On this foggy and rainy day, though, I was distracted by conversation with an Egyptian-American friend who had lived in Egypt a few years and was very involved in all of the major uprisings. She reminds me that one must make distinctions among revolutionaries.
 
There is the English-speaking journalist set, who seem the most disaffected. The mostly Arabic-speaking types, I find, can not afford the same level of pessimism. They are the ones who throw the molotovs and took a lot of the injuries around Jan. 25. To declare the revolution dead is a different kind of injury, one that generally isn't declared lightly.
 
One of the main differences I notice between the two sets is to do with a sense of timing of criticism against the current regime. The Arabic-speaking set seem to have an intuitive sense that now is not the time to throw oil on the fire. Maybe it will be in three weeks.
 
One such activist described the famous 6th of April organization which organized much of the Jan. 25 revolution as "a bunch of criminals who should be arrested, because they do not understand that when the people in that shop there" -- he pointed to a fish shop we were driving by -- "are having a fight, it is our job to stop them, to calm them down, to say a few soothing words.
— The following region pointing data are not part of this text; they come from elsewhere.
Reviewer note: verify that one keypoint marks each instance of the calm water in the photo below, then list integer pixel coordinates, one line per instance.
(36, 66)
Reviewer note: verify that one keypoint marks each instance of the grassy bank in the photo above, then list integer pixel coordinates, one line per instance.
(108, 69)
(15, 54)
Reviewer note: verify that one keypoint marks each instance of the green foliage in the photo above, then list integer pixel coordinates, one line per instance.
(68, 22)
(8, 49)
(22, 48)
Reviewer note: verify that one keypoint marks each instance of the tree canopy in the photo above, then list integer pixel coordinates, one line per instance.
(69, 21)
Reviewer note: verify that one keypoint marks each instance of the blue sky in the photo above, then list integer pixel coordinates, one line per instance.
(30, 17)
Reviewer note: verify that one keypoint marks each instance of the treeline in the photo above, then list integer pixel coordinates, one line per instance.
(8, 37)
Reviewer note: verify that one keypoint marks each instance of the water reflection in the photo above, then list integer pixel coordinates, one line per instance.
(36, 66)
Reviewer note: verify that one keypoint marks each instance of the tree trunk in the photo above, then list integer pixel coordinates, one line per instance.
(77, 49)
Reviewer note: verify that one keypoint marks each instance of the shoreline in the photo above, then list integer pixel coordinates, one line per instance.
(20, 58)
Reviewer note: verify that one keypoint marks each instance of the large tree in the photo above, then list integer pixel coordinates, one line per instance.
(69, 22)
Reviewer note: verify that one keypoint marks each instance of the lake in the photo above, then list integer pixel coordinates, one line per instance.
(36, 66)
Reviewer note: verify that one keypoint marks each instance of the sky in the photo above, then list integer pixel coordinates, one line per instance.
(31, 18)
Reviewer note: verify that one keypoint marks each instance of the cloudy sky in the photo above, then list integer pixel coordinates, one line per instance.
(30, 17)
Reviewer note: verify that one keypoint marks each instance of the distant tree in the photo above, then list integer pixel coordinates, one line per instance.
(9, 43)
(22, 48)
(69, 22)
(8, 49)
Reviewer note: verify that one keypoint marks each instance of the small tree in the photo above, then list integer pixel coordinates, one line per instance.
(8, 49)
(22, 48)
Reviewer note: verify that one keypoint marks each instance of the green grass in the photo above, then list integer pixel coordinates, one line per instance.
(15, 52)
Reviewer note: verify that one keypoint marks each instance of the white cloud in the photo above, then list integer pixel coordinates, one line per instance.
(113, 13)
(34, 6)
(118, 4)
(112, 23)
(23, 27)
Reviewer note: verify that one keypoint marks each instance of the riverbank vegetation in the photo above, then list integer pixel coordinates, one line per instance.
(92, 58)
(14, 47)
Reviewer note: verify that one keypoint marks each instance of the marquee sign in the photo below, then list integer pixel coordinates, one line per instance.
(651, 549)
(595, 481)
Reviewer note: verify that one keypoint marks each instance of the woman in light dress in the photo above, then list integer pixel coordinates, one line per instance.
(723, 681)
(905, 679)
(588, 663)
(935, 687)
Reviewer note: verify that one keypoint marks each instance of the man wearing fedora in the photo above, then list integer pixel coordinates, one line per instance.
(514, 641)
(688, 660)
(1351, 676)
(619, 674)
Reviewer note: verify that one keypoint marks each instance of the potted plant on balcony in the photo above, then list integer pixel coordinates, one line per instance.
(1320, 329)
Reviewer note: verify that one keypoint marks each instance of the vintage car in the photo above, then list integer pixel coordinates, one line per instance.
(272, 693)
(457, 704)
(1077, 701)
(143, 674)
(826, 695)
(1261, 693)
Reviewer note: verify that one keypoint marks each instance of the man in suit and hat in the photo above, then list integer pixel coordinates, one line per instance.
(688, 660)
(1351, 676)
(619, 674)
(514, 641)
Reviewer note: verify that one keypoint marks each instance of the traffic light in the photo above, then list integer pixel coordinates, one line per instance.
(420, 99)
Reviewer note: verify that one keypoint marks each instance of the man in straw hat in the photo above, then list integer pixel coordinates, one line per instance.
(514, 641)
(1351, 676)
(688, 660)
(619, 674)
Not to inflame things!" He slammed his fist on the steering wheel.
 
Recalling his words, I said to my friend, "One thing I do not understand is how it is that the very same people who called for Morsi's downfall since day one of his presidency are now the loudest voices calling Egypt a fascist state."
 
"But we do live in a fascist state," she said.
 
I paused, reflecting. "But a chosen one?"
 
"Yes, but those who thought the army wouldn't take advantage of our demand to depose Morsi on June 30 and respect the roadmap are now all calling this a coup."
 
"Does that mean that they regret deposing Morsi and now think he should have been allowed to stay in power longer?"
 
"No. It doesn't mean that. It doesn't mean that at all. He had to go."
 
I started jumping and gesticulating on the street corner. "Ahhhh! That's the quagmire! The eternal Bermuda triangle we keep getting walking into!"
 
"Yeah," she answered, looking at me with her large eyes filled with tired bemusement. "That's the point where I shake my head and go out to buy spinach and cat food."